OK, so from this, we can see that the load, for example, there's a sharp increase in the power consumption with an increase in the load. But it levels off if the load is very high. And also, when the load is quite low, the effect is also not-- well, there's not much of an effect there. And so on.
So we can look at each of these variables individually. We can even combine them, look at sort of bivariate effects and so on. I'm not showing these here. But again, this is a very important part of sort of closing out the analysis, if you like, or at least sort of getting a better understanding of the effects of different variables on the process.

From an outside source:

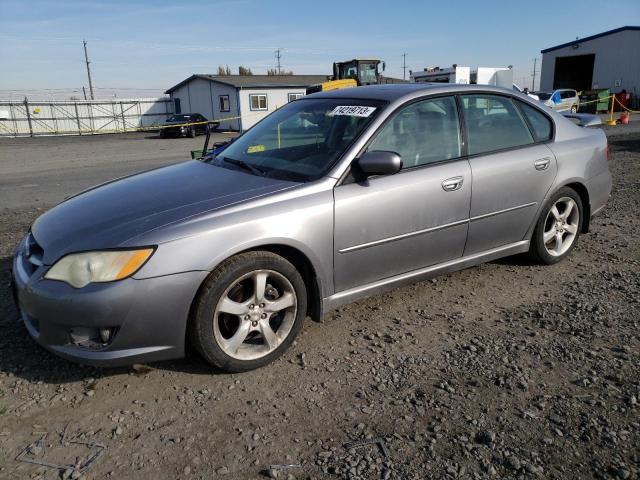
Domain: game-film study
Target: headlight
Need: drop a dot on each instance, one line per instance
(81, 269)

And here, another example of MATLAB's functionality in terms of visualizing data. So with a simple single line command, scatter3, OK, maybe the colorbar as well, we can generate a very informative image or picture of the data. In this case, the grinding circuit again, with the three most influential variables, the sump level, the load, the fines, and the power sort of mapped to the color bar. So we can see that the peak sort of power is sitting somewhere over in that cluster on the top left.
And we also get a very good idea, and we can rotate this. We can interact with this in MATLAB to get a better understanding of the data. So visualization and modeling, as I've said, really goes hand in hand.
So just some final comment. The interpretation of machine learning models is part of the emerging field of explainable artificial intelligence that is driven by developments, that demand transparency in certain fields. You simply won't be allowed to use the model if it's not transparent. And also, the ability of these models to, of course, facilitate the interpretation of complex data, as we've seen in the-- well, in a process systems context.
Now, we've also looked at the variable importance measures, and we do get, sometimes-- I mean, if a variable is really dominant and important, then it should show up at the top of each of these measures. But often, we get different or apparently conflicting results. Now, it's good to bear in mind that these variable importance measures actually measure different things, or they have different interpretations of the actual importance of a variable. I mean, it's not exactly defined, necessarily.
And then the correlation of the variables would also have an effect. Even if you use the same variable importance measure on a set of data that's correlated versus one that's not correlated, you'll see that for the same modeling essence, you'll get different results. So that's also something that needs to be borne in mind. And then maybe, finally, I think the take home message is also that MATLAB provides a very rich environment for the implementation of these models, and it's really easy to use, even if coding is not your forte. Thank you, ladies and gentlemen. I'm open to questions.